Que nul ne s'avance s'il n'est bien chaussé. Telle pourrait être la devise des sentiers de la Réunion. La petite ballade familiale qui commence par un sentier balisé recouvert de pouzzolane, vous demandera finalement une  bonne heure de marche et se terminera par le franchissement d'une rivière à gué. Sous la pluie. Qui tombe verticale, en grosses gouttes serrées, mais pas trop froide. Vos chaussures n'y survivront pas. Consolez-vous en pensant à votre fierté lorsque vous montrerez vos photos à vos amis.
Takamaka, le trou de fer, le cirque de Mafate font partie de ces lieux que seuls les marcheurs et les amateurs de cartes postales peuvent contempler en majesté. Les cartophilistes se privant toutefois des joies humides évoquées plus haut. Mafate, c'est sans doute le plus beau des cirques, car le plus inaccessible. Les habitants sont disséminés dans des îlets, ensemble de cases formant, dans le meilleur des cas, un embryon de village. Pour les plus pittoresques, les cases sont accrochées aux parois, posées sur des replats. On y accède à s'accrochant aux lianes. Ou aux basques du facteur, qui fait ce petit exercice tous les jours. Il a le mollet musclé, le jarret ferme, le visage tanné par le soleil. Et 40 kilos de courrier à distribuer.

Ce n'est certes pas lui qui s'amuserait à lancer ses chaussures sur un fil électrique. Non, ce n'est pas un dicton local, il s'agirait plutôt d'une sorte de coutume. Un jeu pratiqué par les jeunes -et peut-être par les moins jeunes- consistant à lancer une paire de chaussures attachées par leurs lacets, de façon à orner un banal fil électrique. Pour le rendre plus intéressant. Plus folklorique. Le passe-temps a au moins le mérite de susciter les interrogations des touristes, intrigués par toutes ces pompes suspendues aux entrées des villages.
Mais à la Réunion, il n'y a pas que des touristes et des lanceurs de chaussures.

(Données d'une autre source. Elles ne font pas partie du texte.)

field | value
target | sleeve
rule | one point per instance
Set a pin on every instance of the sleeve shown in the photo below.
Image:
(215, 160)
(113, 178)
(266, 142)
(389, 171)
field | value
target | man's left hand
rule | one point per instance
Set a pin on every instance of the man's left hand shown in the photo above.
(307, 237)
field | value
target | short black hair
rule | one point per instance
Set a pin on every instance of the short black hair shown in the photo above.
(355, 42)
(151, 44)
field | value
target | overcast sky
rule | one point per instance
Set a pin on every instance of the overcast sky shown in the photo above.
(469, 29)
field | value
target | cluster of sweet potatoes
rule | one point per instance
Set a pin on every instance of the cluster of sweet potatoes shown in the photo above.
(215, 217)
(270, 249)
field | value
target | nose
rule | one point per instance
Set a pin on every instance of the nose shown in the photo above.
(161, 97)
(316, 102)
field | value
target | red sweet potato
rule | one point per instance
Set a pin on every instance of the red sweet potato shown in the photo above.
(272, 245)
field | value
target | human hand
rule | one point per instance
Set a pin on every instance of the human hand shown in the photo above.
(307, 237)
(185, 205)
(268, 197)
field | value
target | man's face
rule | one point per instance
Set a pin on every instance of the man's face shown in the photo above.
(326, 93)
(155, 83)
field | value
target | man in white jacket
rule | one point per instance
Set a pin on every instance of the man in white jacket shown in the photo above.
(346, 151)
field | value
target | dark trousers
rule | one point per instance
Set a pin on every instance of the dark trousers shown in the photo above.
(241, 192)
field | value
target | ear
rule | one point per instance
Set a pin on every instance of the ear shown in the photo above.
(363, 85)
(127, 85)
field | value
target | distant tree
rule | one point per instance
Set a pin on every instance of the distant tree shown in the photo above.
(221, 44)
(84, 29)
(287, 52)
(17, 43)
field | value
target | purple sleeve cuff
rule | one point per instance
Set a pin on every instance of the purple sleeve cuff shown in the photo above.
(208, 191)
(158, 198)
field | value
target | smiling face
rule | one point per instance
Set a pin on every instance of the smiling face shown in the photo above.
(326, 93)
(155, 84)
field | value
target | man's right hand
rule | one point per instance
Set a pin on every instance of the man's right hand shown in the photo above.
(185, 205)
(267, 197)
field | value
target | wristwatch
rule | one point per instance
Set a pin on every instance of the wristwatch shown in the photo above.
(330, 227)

Il y a aussi des fous. De vrais fous de jeu d'échec, qui ne se déplacent qu'en diagonale. Une fois par an, ils traversent l'île d'un bout à l'autre. A pied. Du sud-est au nord-ouest. Du Cap Méchant à Saint Denis. Ce qui fait 163 km pour 9600 mètres de dénivelé. Autant dire qu'ils gardent leurs chaussures. Et les fous sont plus nombreux qu'on ne le croit : 2555 très précisément. Mais un sur deux n'arrivera pas au bout. Entre temps, les survivants auront consommé 390 kilos de pâtes, 4600 yaourts, 2050 tranches de jambon. Et 9 kilos de piment. Pour le coup de fouet du dernier kilomètre.